Here’s a question that progressives should be asking themselves: How can we encourage the development of innovative and effective treatments like Zolgensma?
Just approved by the FDA, Zolgensma is a powerful new treatment for Spinal Muscular Atrophy (SMA), which is the leading genetic cause of death in infants and toddlers. Roughly one out of every 50 adults carries one copy of the defective gene that causes SMA, and the disease affects roughly one out of every 6,000-10,000 live births.
Zolgensma—developed and marketed by AveXis, now part of Novartis—is given as a single intravenous infusion that delivers a working copy of the defective gene to motor neurons, heading off the debilitating effects of SMA. Based on the clinical trials, the positive effects of the infusion seem to persist for years.
In fact, Zolgensma is only the second gene therapy approved in the U.S. for commercial use. Since the 1970s, medical scientists have been fascinated by the idea of curing genetic diseases by modifying cell genes. However, getting to this point has been a long and winding road, punctuated by expensive setbacks and dead-ends.
Zolgensma’s success points the way to a coming future of cures and innovative treatments for debilitating diseases. That could be a triple win for progressives: Health care outcomes would improve; the long-term resource costs of healthcare to society would fall; and offering quality health care to everyone would be cheaper and easier.
But then comes the sticker shock: AveXis and Novartis are setting an initial price of $2.1 million for the one-dose treatment. For people concerned about the cost of health care, this seems like a ridiculous number.
I don’t want to get into the question of what the “right” price of the treatment should be. But based on the current medical and human cost of SMA, $2.1 million is not as big as it seems. Without a drug treatment, “best supportive care” for infantile onset SMA costs $800,000, and only yields 2.4 life-years, and less than 0.5 quality-adjusted life years (QALY). That’s according to ICER, an independent research institute.

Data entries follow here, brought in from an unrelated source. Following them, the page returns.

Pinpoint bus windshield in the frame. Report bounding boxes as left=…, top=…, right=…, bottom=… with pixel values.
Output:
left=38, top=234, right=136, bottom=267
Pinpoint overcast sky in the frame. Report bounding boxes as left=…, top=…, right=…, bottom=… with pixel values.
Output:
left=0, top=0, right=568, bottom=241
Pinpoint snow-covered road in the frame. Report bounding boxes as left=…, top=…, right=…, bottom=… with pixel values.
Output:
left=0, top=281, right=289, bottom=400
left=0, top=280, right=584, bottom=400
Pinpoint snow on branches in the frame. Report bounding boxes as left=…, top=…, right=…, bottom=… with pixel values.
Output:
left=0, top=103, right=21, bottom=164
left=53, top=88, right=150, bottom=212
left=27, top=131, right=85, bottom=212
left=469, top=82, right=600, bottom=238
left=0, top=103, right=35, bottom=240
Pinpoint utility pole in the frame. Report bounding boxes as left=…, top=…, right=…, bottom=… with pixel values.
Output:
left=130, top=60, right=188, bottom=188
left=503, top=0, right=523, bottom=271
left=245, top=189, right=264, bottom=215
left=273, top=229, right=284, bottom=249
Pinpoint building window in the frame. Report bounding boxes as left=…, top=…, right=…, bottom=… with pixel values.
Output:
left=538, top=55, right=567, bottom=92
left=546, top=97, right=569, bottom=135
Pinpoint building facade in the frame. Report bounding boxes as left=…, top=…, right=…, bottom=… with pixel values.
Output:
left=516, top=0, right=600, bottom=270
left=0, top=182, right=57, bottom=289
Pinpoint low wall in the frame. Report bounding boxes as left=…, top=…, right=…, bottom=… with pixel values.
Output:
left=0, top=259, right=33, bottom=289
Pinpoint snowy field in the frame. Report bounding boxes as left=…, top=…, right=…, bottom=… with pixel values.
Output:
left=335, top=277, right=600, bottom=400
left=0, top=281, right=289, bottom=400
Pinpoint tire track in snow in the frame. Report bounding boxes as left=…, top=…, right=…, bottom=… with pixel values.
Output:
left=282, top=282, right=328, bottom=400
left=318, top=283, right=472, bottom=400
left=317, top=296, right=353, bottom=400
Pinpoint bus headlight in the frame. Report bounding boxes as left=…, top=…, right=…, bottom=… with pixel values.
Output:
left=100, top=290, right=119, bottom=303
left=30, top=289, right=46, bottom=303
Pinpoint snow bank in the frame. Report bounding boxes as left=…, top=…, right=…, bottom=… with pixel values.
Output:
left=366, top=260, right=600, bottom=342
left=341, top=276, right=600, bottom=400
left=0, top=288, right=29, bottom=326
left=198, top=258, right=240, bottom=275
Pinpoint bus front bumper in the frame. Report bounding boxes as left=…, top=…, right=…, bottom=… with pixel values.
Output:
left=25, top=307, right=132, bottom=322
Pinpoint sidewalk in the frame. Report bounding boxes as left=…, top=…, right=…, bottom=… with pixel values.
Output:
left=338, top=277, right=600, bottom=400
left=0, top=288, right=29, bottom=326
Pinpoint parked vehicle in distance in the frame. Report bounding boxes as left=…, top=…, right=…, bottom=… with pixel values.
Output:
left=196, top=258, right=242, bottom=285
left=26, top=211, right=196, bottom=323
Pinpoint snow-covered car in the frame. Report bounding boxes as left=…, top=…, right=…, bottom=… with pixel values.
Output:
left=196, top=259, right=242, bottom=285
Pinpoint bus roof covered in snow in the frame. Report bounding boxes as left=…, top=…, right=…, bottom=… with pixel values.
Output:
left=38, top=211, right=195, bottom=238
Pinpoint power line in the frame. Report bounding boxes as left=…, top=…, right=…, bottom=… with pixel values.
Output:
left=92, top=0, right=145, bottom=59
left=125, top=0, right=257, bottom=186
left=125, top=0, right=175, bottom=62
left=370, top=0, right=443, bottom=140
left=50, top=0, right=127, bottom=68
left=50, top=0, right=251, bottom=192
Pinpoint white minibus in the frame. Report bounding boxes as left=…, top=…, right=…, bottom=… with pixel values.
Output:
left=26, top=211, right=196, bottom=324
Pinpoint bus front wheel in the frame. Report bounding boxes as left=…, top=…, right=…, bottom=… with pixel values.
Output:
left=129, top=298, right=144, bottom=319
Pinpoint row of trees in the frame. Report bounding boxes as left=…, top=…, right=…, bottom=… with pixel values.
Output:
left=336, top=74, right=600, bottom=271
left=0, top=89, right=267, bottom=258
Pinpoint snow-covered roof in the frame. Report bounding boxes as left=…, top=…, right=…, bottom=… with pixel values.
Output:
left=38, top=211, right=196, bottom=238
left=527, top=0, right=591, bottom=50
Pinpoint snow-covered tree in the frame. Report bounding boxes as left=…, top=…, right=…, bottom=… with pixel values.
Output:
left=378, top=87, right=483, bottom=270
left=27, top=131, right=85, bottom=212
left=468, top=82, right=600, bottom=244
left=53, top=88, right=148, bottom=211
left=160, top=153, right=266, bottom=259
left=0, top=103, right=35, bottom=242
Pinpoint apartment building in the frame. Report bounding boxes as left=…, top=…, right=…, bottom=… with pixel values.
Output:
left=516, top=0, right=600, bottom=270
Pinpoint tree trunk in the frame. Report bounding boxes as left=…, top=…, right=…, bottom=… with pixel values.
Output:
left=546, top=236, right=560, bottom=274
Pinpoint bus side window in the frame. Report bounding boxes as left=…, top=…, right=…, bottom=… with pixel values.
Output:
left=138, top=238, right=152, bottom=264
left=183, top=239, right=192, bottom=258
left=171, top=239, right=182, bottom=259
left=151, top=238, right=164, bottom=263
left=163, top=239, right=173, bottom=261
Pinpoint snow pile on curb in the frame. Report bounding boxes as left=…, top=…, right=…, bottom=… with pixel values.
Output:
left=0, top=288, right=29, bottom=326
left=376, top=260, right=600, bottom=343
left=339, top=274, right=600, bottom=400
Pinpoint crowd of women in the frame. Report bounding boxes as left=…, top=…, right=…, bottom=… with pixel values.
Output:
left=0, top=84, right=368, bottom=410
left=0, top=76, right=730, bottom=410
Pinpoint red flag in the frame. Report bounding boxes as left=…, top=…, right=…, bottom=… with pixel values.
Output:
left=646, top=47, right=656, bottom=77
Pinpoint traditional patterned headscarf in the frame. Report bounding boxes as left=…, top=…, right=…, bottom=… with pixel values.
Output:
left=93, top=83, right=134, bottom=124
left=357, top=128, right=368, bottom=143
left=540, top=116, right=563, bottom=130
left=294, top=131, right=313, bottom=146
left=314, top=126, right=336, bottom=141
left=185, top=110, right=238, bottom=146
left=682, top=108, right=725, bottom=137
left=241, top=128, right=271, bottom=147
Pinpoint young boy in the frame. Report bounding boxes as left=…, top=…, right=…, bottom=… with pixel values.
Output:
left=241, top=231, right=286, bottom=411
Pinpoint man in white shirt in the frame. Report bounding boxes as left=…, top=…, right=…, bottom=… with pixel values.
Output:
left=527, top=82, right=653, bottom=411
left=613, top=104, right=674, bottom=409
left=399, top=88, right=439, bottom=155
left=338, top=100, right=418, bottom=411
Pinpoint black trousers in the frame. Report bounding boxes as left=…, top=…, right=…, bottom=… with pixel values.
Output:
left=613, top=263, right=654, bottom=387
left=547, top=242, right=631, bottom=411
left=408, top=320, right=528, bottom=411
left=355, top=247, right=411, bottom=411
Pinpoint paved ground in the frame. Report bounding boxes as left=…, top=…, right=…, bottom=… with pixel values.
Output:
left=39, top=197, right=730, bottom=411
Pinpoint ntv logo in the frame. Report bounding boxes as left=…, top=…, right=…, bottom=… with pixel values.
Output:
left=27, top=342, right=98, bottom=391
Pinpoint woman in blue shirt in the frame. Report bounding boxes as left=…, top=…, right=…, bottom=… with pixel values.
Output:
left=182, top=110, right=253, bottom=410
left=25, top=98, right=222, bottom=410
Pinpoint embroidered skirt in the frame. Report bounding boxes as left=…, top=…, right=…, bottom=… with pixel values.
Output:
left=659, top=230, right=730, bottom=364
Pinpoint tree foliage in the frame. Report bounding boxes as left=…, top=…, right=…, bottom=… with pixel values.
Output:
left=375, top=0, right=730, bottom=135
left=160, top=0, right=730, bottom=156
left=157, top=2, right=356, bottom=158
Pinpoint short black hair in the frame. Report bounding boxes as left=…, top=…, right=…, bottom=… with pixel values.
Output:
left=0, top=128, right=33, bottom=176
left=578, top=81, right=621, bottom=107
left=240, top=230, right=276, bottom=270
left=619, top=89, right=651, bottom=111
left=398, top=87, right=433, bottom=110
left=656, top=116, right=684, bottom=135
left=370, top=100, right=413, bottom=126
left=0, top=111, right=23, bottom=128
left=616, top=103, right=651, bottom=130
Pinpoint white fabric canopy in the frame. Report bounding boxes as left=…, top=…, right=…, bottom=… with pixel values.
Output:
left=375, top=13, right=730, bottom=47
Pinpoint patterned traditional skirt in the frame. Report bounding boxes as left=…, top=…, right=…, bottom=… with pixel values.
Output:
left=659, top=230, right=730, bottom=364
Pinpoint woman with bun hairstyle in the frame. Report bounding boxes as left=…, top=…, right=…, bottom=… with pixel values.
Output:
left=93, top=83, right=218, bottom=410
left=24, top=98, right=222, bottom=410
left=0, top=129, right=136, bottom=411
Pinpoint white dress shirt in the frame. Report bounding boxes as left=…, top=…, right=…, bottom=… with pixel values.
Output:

By comparison, giving Zolgensma to pre-symptomatic infants with SMA—a usage that the FDA has approved—could give them 27 life-years and 22 QALYs, according to ICER.* How much would you pay for 25 extra years of life?
Of course, we also have to figure in how much additional medical and nursing care an infant with SMA and treated with Zolgensma will need over time. That needs to be taken into account as well.
It should be noted the initial high price of a gene therapy like Zolgensma, when introduced, may not last long. Competition from other medicines is likely to push down the price. Roche, for example, is planning to submit a new drug for treating SMA to the FDA later in 2019. In addition, AveXis and Novartis will set up 5-year payment plans for states, small insurance firms, and self-insured employers, and provide rebates if the treatment is not successful.
Many people complain that corporations take a short-term perspective and don’t take risks for the future. The truth is, for the past forty years research and development into gene therapy has been one of the best ways for the pharma and biotech sectors to lose money, since the first treatment was only approved for commercial use in 2017.
In the end, progressives who want a better-functioning and fairer healthcare system should also want as many cures and innovative and effective treatments on the market as quickly as possible. That means giving pharma and biotech companies the incentive to take the necessary risks.
*The ICER report was released before the FDA approval. But ICER analyzed what they called “Drug X,” which was the equivalent of Zolgensma given to pre-sympomatic infants.